The conversion of the form of the floating-point data requires conversion of no exponent part like the conversion among the quadruple-precision and the double-precision because only the mantissa part is different. Therefore, the operating speed drops less because the conversion process can be simple.
Then, although an amount of calculation in the processor element is greater than that of the host processor in general in the parallel computer system, the arithmetic operation of the large amount of calculation is implemented at high precision, thus enabling highly accurate calculation by the first aspect as configured as described above. According to the second aspect of the invention, the sign part and the exponent part may be totally identical in the conversion of the floating-point data having the first form and the floating-point data having the second form carried out by the input data converting section and the output data converting section. Accordingly, the scale of hardware required for the conversion may be reduced because the conversion may be simplified.
According to the third aspect of the invention, the mantissa part of the floating-point data having the second form is changed so as to be readily calculated by the floating-point multiplying unit while keeping simple the conversion between the floating-point data having the first form and the floating-point data having the second form carried out in the input data converting section and the output data converting section. Accordingly, the circuit scale of the floating-point multiplying unit may be reduced.
According to the fourth aspect of the invention, zero and infinite are expressed only by the exponent part in the floating-point data having the second form.

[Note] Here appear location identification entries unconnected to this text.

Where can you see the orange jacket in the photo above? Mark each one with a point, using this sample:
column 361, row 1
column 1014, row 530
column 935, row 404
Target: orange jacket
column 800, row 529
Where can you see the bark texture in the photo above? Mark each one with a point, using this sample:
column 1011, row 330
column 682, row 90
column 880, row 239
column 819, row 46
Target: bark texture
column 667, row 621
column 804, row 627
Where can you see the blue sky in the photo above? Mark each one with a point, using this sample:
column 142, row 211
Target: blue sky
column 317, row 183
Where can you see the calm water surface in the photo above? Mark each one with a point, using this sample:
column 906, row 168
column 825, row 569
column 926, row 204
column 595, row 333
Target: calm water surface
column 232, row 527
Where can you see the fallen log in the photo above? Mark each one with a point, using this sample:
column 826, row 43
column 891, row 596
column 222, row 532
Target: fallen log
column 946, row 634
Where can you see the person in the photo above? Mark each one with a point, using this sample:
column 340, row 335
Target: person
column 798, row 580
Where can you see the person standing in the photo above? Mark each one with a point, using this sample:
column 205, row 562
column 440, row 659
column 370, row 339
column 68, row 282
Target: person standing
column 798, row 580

Accordingly, the circuit scale for handling zero and infinite may be reduced by the floating-point multiplying unit and the floating-point adding/subtracting unit.
According to the fifth aspect of the invention, the rounding process is omitted and the truncation process is carried out in finding the mantissa part in the floating-point multiplying unit and the floating-point adding/subtracting unit.
In case of the fifth aspect of the invention, the bit width of the mantissa part of the floating-point data having the second form is greater than the bit width of the mantissa part of the floating-point data having the first form, so that it is possible to reduce the influence of the rounding process to the bit width of the mantissa part required as the floating-point data having the first form. Therefore, it is possible to maintain the high precision even when the rounding process is omitted and the circuit scale of the floating-point multiplying unit and the floating-point adding/subtracting unit may be reduced because the rounding process may be omitted. Therefore, the arithmetic operation may be carried out at high speed.
According to the sixth and seventh aspects of the invention, the quick conversion and the highly accurate floating-point arithmetic operation may be executed by using the processors generally used by the conversion step between the floating-point data having the first form and the floating-point data having the second form.
According to the eighth and ninth aspects of the invention, the calculation of molecular orbits may be executed at high precision with the same degree of speed of the past.